In [1]:
import pandas as pd
import numpy as np
products_static = pd.read_csv("products_static_1607946056.csv")

# INPUTS: 
Input the values you would like to filter by:

In [2]:
#Filter 1: Categories
(cat_1_on, cat_2_on, cat_3_on) = False, True, False
cat_lst_1 = []
cat_lst_2 = [12999, 1301, 21762, 1297, 1295, 17095, 893, 
              17089, 12738, 2037,2035, 9197, 20768, 2033, 
              1329, 14492, 14503, 21849, 16502, 16500]
cat_lst_3 = []

#Filter 2: Times (Update-status, how long been sold)
time_on = True
unix_time_now = 1607946056 #Change based on Nick's input
min_years = 1
updated_previously_weeks = 2


#Filter 3: Brand GMV
min_gmv_on = False
min_gmv = 1000

#Filter 4: Brand Avg Price 
min_unit_price_on = True
min_unit_price = 300

#Filter 5: GMV Concentration
min_gmv_conc_on = False
top_n = 3 #concetration num of products
min_concentration = 0.2

#Filter 6: Avg Product Rating
min_avg_star_on = False
min_avg_star = 4.5

#Filter 7: Bad Customer Ratings 
max_bad_rating_on = False 
max_bad_rating = 0.5

#Filter 8: Brand TOTAL GMV 
min_total_brand_gmv_on = True
min_total_brand_gmv = 2000000 / 12

# Import Data

In [3]:
shops_gmv = pd.read_csv("shops_gmv_data.csv")
products_static = pd.read_csv("products_static_1607946056.csv")
models_static = pd.read_csv("models_static_data.csv")

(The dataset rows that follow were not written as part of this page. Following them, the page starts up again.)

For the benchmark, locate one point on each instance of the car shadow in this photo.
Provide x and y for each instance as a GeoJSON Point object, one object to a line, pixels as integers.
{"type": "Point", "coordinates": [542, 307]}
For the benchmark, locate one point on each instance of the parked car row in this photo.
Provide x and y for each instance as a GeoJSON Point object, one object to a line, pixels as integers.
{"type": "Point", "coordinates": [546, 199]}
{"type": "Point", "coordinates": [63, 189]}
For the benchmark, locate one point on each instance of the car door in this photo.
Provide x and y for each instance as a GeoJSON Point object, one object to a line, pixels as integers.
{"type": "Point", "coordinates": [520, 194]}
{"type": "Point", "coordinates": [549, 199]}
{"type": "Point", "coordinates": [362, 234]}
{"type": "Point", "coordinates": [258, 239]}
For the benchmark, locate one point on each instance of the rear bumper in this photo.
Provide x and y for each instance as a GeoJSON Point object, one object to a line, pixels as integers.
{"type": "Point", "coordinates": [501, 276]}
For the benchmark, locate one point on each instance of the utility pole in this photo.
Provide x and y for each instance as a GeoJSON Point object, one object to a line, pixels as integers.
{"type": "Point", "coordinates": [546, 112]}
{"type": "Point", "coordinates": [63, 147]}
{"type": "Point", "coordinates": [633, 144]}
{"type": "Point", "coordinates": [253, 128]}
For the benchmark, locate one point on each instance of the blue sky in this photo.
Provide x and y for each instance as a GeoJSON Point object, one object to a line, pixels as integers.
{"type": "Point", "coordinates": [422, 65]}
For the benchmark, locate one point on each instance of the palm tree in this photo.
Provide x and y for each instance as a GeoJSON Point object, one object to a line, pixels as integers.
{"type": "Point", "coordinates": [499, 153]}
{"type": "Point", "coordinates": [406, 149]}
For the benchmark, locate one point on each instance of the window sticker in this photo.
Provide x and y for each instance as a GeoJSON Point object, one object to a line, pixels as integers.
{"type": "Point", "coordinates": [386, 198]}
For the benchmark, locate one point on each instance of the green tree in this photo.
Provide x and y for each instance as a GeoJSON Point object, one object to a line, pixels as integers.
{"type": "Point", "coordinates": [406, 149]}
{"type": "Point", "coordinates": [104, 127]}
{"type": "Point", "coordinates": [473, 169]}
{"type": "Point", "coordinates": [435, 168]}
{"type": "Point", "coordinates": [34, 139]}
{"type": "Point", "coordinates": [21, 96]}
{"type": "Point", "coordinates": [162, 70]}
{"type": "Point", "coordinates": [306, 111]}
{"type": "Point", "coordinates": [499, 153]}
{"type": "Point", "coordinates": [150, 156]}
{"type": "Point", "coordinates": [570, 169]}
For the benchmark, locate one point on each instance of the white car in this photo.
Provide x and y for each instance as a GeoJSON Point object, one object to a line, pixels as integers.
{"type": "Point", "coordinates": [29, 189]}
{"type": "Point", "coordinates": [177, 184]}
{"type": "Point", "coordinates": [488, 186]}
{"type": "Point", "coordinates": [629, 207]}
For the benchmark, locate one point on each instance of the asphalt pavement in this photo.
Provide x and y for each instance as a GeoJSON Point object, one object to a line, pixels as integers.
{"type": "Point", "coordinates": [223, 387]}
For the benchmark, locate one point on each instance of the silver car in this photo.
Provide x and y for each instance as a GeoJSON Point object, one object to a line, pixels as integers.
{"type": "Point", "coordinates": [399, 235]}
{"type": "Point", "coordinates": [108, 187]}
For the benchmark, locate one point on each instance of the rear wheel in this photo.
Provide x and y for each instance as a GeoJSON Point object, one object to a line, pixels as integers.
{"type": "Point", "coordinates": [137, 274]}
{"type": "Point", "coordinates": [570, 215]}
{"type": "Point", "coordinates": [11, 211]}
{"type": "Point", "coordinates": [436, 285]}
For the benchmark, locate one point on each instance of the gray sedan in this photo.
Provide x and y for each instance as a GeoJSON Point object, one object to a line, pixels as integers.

Change data types in dataframes to conserve memory:

In [4]:
def convert_to_cats(df, to_convert):
    '''
    Converts cols in to_convert_list to categories. 
    
    Inputs:
        df: a DataFrame
        to_convert: a list of column names (as strings)
                    we'd like to convert
    Returns:
        Nothing; modifies dataframe in place
    '''
    for col in df.columns:
        if col in to_convert:
            df[col] = df[col].astype("category")

In [5]:
to_convert_models = ['category_one', 'category_one_en',
                     'category_one_th', 'category_two',
                     'category_two_en', 'category_two_th',
                     'category_three', 'category_three_en',
                     'category_three_th']
convert_to_cats(models_static, to_convert_models)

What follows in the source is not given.